Creole brings his oil-stained hands to my face and wipes away the rain and my tears the same way he did the day my father died and pulls me to him as we stand there, two lost souls finding their home in us again. I think about my momma and the pile of scholarship applications that are sitting on the kitchen table at home. I think about how tomorrow the daily special will be the Delux All American Burger Basket and how our pastor had talked to us last Sunday about how God messes with our plans as Creole's lips find mine, his tears warm, contrasting the cool rain that is drenching us both. We part then and stare at each other the best we can in this blinding torrent.

“Where's your truck?” I find myself asking.

“Back at the shop,” he replies.

“Did you walk here?”

“Summ'n like ‘at,” he mumbles and I smile.

“Why?”

“Wanted you to give me a ride home.” He grins.

“Why's ‘at?” I ask, and I feel his arms snake around my waist.

“I miss you, Mae,” he says only loud enough for me to hear, his lips brushing mine as he forms the words.

“I miss you too, Creole.”

“Let's get married.”

“Creole-”

“Nah, now here me out.

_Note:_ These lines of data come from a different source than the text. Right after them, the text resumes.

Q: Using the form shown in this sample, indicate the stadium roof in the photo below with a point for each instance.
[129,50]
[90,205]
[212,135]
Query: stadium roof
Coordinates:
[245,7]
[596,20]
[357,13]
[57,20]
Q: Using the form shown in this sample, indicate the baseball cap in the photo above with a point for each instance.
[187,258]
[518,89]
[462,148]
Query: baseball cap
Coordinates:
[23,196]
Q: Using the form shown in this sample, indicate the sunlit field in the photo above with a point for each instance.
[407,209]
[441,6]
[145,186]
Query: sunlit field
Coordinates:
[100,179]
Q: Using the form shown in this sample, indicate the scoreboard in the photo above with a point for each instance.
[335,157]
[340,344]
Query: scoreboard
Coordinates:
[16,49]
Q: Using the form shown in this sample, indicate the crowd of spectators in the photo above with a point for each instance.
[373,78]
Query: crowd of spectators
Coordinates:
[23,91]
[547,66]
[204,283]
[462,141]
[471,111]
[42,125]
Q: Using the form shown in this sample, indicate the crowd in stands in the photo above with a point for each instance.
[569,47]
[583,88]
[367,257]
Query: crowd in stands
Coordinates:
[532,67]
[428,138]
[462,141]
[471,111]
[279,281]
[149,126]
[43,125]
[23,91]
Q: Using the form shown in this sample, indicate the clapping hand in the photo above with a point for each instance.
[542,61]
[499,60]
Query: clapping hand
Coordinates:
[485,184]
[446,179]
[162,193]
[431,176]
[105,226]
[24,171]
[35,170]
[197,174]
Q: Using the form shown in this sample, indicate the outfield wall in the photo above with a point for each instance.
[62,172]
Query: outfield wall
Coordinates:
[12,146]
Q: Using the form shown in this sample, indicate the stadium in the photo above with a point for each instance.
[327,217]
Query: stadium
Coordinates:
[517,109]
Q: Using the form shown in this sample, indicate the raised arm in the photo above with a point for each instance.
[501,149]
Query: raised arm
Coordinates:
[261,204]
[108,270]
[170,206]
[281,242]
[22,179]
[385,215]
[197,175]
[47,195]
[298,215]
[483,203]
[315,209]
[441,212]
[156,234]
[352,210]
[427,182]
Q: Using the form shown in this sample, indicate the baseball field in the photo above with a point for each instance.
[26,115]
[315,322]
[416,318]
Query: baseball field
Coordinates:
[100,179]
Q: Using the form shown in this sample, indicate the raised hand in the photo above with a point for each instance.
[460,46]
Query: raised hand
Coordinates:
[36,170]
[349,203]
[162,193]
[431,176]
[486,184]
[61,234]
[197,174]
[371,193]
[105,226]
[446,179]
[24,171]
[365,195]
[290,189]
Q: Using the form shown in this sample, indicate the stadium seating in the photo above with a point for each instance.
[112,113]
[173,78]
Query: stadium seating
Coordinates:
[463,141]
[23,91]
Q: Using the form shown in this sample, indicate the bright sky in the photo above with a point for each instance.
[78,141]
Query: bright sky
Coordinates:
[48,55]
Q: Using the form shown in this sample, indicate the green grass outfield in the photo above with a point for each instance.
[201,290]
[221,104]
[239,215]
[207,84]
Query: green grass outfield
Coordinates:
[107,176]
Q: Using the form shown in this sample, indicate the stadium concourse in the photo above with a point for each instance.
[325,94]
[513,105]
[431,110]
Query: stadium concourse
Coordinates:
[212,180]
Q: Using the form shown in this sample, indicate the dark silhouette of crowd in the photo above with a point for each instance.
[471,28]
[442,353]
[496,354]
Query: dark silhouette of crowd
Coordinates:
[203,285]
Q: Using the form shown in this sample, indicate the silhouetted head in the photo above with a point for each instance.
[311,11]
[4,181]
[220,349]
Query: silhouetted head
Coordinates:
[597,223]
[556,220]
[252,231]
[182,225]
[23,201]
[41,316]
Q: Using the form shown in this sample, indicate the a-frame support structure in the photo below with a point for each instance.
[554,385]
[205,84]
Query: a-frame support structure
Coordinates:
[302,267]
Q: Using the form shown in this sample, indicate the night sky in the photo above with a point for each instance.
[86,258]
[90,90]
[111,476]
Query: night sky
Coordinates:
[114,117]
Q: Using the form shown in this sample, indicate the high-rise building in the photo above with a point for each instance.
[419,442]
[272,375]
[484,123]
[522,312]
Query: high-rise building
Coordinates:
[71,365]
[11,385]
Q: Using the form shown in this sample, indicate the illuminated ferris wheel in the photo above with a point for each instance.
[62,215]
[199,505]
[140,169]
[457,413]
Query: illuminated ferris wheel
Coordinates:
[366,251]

I got a good thing goin' at the shop, I'm making plenty for us to get by on and I've been savin' to get you this pretty ring I seen at Hammond 's jewelry shop. I ain't quite there yet but gimme a couple months and I-”

“Creole-”

“Nah, Mae you ain't listenin'. I also been savin' for you and your college. I don't want you givin' up your college because of me-”

“Creole are you gonna let me answer or are you gonna go on jabbering?” I ask and his mouth goes slack before snapping shut and I watch him swallow hard. “Ask me again.”

“Will you marry me, Mae?”

His voice is soft with a hint of a Tennessee inflection. His eyes are imploring and wide, terrified beyond belief and it takes me two seconds to decide the rest of my life.

“Yes, Creole,” I say and watch him exhale heavily, crashing his forehead into mine and I support us both for a moment while he pulls himself back together. If only the boys at Earl's could see him now.

“Well, let's go,” he says, his arms unwinding themselves from my waist and I gaze at him astonished.

“Now?” I question and he nods opening the driver's side door, pausing to look at me.

“Come on Mae. Its about time I made an honest woman outta ya.” He gives me another southern boy grin and I don't hold back my smile any more.

“What about my momma?”

“Your momma don't like me.”

“What about your momma.”

“She'll understand.”

“Now?”

“Now.”

I give him the keys as we climb into my beat up Chevy, and we pull out of the parking lot of the diner as the night begins to clear, clouds parting to reveal a clear and twinkling sky. I glance over at Creole who has one arm hanging out the open window while the other resides at twelve on the steering wheel, and I know that this is enough. He and I, just a mechanic and a coalminer's daughter, is enough. It will always be enough.